AlphaGo Zero and the Foom Debate

AlphaGo Zero uses 4 TPUs, is built entirely out of neural nets with no handcrafted features, doesn't pretrain against expert games or anything else human, reaches a superhuman level after 3 days of self-play, and is the strongest version of AlphaGo yet.

The architecture has been simplified. Previous AlphaGo had a policy net that predicted good plays, and a value net that evaluated positions, both feeding into lookahead using MCTS (random probability-weighted plays out to the end of a game). AlphaGo Zero has one neural net that selects moves and this net is trained by Paul Christiano-style capability amplification, playing out games against itself to learn new probabilities for winning moves.

As others have also remarked, this seems to me to be an element of evidence that favors the Yudkowskian position over the Hansonian position in my and Robin Hanson's AI-foom debate.

As I recall and as I understood:

- Hanson doubted that what he calls "architecture" is much of a big deal, compared to (Hanson said) elements like cumulative domain knowledge, or special-purpose components built by specialized companies in what he expects to be an ecology of companies serving an AI economy.

- When I remarked upon how it sure looked to me like humans had an architectural improvement over chimpanzees that counted for a lot, Hanson replied that this seemed to him like a one-time gain from allowing the cultural accumulation of knowledge.

I emphasize how all the mighty human edifice of Go knowledge, the joseki and tactics developed over centuries of play, the experts teaching children from an early age, was entirely discarded by AlphaGo Zero with a subsequent performance improvement. These mighty edifices of human knowledge, as I understand the Hansonian thesis, are supposed to be the bulwark against rapid gains in AI capability across multiple domains at once. I was like "Human intelligence is crap and our accumulated skills are crap" and this appears to have been bourne out.

Similarly, single research labs like Deepmind are not supposed to pull far ahead of the general ecology, because adapting AI to any particular domain is supposed to require lots of components developed all over the place by a market ecology that makes those components available to other companies.
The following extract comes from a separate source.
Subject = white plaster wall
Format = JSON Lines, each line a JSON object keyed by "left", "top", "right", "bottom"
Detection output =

AlphaGo Zero is much simpler than that. To the extent that nobody else can run out and build AlphaGo Zero, it's either because Google has Tensor Processing Units that aren't generally available, or because Deepmind has a silo of expertise for being able to actually make use of existing ideas like ResNets, or both.

Sheer speed of capability gain should also be highlighted here. Most of my argument for FOOM in the Y-H debate was about self-improvement and what happens when an optimization loop is folded in on itself. Though it wasn't necessary to my argument, the fact that Go play went from "nobody has come close to winning against a professional" to "so strongly superhuman they're not really bothering any more" over two years just because that's what happens when you improve and simplify the architecture, says you don't even need self-improvement to get things that look like FOOM.

Yes, Go is a closed system allowing for self-play. It still took humans centuries to learn how to play it. Perhaps the new Hansonian bulwark against rapid capability gain can be that the environment has lots of empirical bits that are supposed to be very hard to learn, even in the limit of AI thoughts fast enough to blow past centuries of human-style learning in 3 days; and that humans have learned these vital bits over centuries of cultural accumulation of knowledge, even though we know that humans take centuries to do 3 days of AI learning when humans have all the empirical bits they need; and that AIs cannot absorb this knowledge very quickly using "architecture", even though humans learn it from each other using architecture. If so, then let's write down this new world-wrecking assumption (that is, the world ends if the assumption is false) and be on the lookout for further evidence that this assumption might perhaps be wrong.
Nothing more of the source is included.